Have you overdone it? (Part 3)

I have already written two articles with the same name and a few others touching on the same theme. Today, yet another of my reader requested to write some more on this theme. So, here I go. The writing is going to be a difficult one, especially with my kids listening to ‘wheels on the bus go round and round’. It’s a catchy tune and somehow digs into my brains… aargh.

Actually, the more my kids watch this, the more they like and more they sing it. Same goes with the post-processing of the images too. With the kind of photographs each of us are bombarded with each day, it’s no surprise that we start to think in the same way. Those overcooked images seem to be the new normal now a days. The electric greens, the deep blues, waxy skins… the list goes on. I have written about many such points earlier. Here, again, I’ll talk about a few other flaws that are obvious signs of over-processing.


Every tint and every shade is just a small change of the original color. Sometimes these changes are so small that it becomes difficult for the electronic screens to show the subtle change. In such scenarios, they end up showing the neighboring values. This appears as bands of a hue on the screen. This is usually the flaw of these screens but overdoing post-processing can cause images to show this even in areas where such banding should not be visible.

(Move the slider to see banding effects. This is an intentionally over-cooked pic. Thanks to Sudipto Roy for sharing the original image and letting me mess around with it to this degree.)

In the image above, I have intentionally post-processed the sky. These ‘bands’ were not there in the original scene but here they appear due to post-processing. Banding is usually noticeable in large areas of subtle changes in color or brightness/darkness. Sky is the first place in most such pictures.

Just today I noticed a photograph in one of the famous facebook groups with excessive banding which was being touted as extremely beautiful. To any trained eye, banding will always take the impact away.

(This is another overdone image of Trishul peak. I had to limit the tones also intentionally to get the banding. The banding can be seen as curvy horizontal lines in the sky mostly. Move the slider to get an idea.)
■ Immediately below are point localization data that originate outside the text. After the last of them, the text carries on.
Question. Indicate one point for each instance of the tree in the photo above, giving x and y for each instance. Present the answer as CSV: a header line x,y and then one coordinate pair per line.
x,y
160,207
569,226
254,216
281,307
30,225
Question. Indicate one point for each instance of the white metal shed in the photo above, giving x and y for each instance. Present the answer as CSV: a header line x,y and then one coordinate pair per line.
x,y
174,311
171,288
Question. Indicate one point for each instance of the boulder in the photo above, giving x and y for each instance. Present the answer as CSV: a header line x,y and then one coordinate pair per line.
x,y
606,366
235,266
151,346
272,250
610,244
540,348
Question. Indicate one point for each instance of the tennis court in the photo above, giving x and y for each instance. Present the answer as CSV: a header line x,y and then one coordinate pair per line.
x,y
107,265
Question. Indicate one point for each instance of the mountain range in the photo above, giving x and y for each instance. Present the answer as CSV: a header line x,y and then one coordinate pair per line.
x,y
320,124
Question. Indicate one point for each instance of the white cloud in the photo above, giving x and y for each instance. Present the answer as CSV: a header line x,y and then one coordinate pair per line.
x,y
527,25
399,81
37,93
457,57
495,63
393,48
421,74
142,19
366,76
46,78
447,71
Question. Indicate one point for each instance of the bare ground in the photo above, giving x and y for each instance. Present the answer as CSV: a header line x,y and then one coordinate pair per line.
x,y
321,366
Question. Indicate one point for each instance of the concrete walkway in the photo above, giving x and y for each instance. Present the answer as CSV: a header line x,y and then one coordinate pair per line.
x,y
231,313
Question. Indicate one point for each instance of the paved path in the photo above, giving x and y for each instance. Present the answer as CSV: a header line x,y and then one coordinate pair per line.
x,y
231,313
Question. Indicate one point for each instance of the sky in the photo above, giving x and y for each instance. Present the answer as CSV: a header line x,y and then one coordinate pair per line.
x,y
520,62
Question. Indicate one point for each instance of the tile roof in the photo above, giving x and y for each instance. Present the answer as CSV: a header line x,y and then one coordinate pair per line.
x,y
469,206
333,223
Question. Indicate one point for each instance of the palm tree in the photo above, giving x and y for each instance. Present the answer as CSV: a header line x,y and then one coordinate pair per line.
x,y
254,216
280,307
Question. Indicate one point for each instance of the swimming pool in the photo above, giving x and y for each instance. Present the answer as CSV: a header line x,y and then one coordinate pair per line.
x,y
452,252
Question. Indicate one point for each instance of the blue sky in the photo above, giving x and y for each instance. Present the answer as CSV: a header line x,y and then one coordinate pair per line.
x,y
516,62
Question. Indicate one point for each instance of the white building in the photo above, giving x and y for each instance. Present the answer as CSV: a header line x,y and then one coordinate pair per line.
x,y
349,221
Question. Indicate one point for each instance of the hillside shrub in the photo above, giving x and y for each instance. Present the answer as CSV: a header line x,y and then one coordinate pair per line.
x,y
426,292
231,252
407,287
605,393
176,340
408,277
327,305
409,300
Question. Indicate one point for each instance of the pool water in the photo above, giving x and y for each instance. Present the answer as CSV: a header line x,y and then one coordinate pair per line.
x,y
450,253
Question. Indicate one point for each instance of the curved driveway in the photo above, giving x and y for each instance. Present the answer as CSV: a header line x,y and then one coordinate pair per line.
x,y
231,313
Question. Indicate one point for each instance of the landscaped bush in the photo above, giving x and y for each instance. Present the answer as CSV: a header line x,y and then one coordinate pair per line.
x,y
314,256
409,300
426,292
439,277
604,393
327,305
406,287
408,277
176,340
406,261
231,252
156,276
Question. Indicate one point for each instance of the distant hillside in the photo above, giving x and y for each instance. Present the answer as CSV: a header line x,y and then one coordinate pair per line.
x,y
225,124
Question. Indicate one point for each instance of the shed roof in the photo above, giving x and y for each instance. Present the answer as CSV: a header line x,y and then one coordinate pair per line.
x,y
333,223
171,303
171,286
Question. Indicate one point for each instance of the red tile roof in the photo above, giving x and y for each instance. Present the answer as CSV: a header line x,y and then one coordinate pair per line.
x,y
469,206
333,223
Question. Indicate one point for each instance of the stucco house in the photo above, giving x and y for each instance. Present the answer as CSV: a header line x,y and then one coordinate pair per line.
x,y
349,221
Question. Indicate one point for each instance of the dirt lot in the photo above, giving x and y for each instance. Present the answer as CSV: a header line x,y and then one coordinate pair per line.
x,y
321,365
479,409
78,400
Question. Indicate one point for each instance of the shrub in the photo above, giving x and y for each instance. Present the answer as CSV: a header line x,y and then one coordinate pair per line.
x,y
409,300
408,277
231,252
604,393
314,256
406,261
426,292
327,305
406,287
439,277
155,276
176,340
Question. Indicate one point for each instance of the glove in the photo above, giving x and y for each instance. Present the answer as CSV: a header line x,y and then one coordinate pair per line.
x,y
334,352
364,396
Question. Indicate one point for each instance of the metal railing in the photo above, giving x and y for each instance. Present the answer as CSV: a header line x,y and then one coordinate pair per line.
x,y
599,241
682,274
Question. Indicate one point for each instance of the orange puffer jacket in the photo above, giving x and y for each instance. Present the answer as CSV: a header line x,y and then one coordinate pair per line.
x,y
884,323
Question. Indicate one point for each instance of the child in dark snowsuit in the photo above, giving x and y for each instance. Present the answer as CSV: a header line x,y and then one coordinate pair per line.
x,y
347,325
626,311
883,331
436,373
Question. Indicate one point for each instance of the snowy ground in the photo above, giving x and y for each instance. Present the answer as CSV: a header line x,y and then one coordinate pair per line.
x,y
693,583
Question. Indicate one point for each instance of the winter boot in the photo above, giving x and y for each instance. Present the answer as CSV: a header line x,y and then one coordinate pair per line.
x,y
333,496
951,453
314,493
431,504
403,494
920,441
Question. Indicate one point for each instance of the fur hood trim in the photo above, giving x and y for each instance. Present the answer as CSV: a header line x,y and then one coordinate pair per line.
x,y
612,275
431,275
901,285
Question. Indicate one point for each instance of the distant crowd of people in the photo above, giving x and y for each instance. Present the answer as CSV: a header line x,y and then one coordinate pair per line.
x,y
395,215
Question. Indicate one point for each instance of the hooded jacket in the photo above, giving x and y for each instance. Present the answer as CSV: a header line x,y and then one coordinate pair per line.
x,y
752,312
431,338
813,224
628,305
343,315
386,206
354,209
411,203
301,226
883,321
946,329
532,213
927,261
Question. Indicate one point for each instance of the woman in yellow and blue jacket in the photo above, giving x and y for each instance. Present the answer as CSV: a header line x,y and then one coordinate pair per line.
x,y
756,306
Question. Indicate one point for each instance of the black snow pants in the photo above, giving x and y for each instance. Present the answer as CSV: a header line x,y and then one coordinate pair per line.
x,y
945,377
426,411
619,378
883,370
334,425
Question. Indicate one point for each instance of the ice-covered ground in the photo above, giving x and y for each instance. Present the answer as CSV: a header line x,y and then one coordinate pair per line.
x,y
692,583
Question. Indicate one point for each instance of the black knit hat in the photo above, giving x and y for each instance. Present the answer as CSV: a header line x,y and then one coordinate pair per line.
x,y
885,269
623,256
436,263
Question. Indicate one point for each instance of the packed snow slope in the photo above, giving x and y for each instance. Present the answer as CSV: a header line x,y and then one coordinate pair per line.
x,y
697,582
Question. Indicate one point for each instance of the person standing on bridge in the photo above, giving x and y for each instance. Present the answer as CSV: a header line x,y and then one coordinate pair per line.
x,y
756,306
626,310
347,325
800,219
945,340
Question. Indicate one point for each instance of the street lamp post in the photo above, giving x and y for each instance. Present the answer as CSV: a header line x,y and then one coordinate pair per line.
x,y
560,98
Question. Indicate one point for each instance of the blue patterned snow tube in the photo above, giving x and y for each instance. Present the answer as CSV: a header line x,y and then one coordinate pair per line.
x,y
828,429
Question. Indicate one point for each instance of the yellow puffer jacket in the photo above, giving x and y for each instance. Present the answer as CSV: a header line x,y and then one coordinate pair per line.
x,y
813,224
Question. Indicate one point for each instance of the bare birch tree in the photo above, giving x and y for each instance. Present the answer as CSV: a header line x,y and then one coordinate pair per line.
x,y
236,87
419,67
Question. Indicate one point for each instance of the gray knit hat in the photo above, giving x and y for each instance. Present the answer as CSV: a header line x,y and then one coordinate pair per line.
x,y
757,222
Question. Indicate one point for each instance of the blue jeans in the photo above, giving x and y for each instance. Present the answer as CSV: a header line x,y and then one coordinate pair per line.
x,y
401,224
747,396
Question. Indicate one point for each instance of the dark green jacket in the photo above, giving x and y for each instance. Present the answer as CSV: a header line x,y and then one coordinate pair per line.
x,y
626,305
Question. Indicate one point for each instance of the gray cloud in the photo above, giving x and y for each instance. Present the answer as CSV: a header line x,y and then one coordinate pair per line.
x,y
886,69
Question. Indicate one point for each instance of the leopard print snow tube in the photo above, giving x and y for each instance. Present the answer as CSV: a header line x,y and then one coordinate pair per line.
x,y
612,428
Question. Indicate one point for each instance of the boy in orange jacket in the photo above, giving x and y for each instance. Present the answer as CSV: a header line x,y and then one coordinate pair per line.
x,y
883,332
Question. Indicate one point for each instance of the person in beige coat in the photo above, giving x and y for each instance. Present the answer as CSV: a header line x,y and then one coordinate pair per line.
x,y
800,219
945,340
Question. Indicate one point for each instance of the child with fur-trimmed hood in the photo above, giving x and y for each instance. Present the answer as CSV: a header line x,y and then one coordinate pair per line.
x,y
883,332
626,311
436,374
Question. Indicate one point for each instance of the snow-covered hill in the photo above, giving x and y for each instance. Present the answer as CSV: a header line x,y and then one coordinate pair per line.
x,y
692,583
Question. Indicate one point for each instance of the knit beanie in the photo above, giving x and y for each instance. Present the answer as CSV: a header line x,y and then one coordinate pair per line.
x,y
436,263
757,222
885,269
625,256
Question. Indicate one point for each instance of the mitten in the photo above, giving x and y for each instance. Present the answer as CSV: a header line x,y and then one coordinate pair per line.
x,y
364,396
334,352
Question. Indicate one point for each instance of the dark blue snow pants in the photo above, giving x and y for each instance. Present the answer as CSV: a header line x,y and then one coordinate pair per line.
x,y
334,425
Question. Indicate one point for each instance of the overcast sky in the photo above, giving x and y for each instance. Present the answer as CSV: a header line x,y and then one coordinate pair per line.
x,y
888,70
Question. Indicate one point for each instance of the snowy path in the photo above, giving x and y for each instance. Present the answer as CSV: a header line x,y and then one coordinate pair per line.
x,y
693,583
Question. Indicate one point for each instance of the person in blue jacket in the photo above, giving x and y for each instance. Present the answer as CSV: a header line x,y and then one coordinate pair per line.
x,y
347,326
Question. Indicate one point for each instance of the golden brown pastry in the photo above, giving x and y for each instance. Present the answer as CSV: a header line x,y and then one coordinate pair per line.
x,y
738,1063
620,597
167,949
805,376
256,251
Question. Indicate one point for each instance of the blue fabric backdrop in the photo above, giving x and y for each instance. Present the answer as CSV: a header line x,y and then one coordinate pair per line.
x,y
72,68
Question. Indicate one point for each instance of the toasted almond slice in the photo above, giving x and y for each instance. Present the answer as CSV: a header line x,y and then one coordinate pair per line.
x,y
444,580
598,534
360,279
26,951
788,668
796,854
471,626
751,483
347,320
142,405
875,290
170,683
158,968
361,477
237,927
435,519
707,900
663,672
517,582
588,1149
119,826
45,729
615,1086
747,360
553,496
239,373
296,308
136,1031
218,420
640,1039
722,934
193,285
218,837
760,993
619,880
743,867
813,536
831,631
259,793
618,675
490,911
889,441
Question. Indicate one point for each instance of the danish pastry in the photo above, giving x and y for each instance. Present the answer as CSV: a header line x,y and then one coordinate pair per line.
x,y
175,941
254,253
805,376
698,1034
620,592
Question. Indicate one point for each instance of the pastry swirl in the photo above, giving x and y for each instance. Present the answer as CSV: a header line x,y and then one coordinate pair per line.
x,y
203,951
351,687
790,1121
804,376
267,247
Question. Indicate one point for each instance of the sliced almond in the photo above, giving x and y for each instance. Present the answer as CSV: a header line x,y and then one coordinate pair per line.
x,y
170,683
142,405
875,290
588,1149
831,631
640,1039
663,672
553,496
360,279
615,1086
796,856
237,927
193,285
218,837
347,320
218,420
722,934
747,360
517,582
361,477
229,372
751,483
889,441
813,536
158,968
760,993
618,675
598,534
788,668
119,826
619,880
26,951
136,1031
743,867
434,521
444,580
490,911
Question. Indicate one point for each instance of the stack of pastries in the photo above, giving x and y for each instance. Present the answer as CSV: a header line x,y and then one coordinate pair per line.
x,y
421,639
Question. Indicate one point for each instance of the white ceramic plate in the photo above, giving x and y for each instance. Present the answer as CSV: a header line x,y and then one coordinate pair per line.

The first culprit that causes banding in post-processing is when one tries to spread the values across the whole of histogram by compressing the curve in order to make use of the complete tonal range (Curves Tool at your service). Another culprit are the tools that try to create an HDR like image. I call these ‘pseudo-HDRers’. Be on the lookout for banding if you use any of these.

Sometimes, the banding may also appear due to compression that happens while saving the image or while uploading it to sites or apps that use compression (like facebook or whatsapp). So, no, it’s not the fault of photographer always. Quite frequently it can be substandard monitor or these apps or sites. But then, a serious photographer should not be showcasing his/her work on such degrading platforms…. just my personal opinion.

I took out a music album that I simply adore – Simon & Garfunkel – Bridge Over Troubled Water. It has been lying on my desk since the last hour or so, while my house is filled with music from yet another youtube kids’ video. My turn to listen to music has still not come. The difference is the same in photography. One music is a masterpiece to me. The other one is a masterpiece for my kids. Everyone is different and everyone’s tastes are different.

Excessive Contrast

This one is also related to my earlier point and I may have mentioned it earlier. However, here it is again.

(The image on the left is with high contrast. One of my friends had posted this pic on his Instagram since we were on this trip together. He got lots of wows and likes. The one I like more is with lower contrast on the right. Notice the details in the window frames on the upper floor, as you move the slider)

This is a simple example of how a high contrast scene may look good initially but does not hold interest for long. The details, the textures, the feel is missing in high contrast scene. The high contrast scene also seems to have higher saturation. The sky appears clearer too. But, the one with normal contrast has more realistic values and brings out the character of the dilapidated house.

Usually this over-processing happens with black and white images. With no colors to guide, photographers often overdo the contrast. Be on the look out. Take care of details in shadow areas and in brightly lit areas. Ensure that when you increase the contrast, the details in these regions does not get lost.


In the series of these articles, I have covered –
Dynamic Range, Saturation, Sharpening – Have you overdone it?
Mid-level contrast, Vignette, Structure – Have you overdone it? (Part 2)
Banding, Contrast – In this article !

Do check out these articles too on the same theme –
Top 10 Photo-editing Traps
Photography getting lost to Photo-editing

Do be on the look-out, the overdone photographs stir some nasty emotions in me. I might be writing more on this whenever these images start overpowering me again. I am abruptly ending this article since the kids have gone out to play and now is the chance for me to enjoy some real music. Bye for now!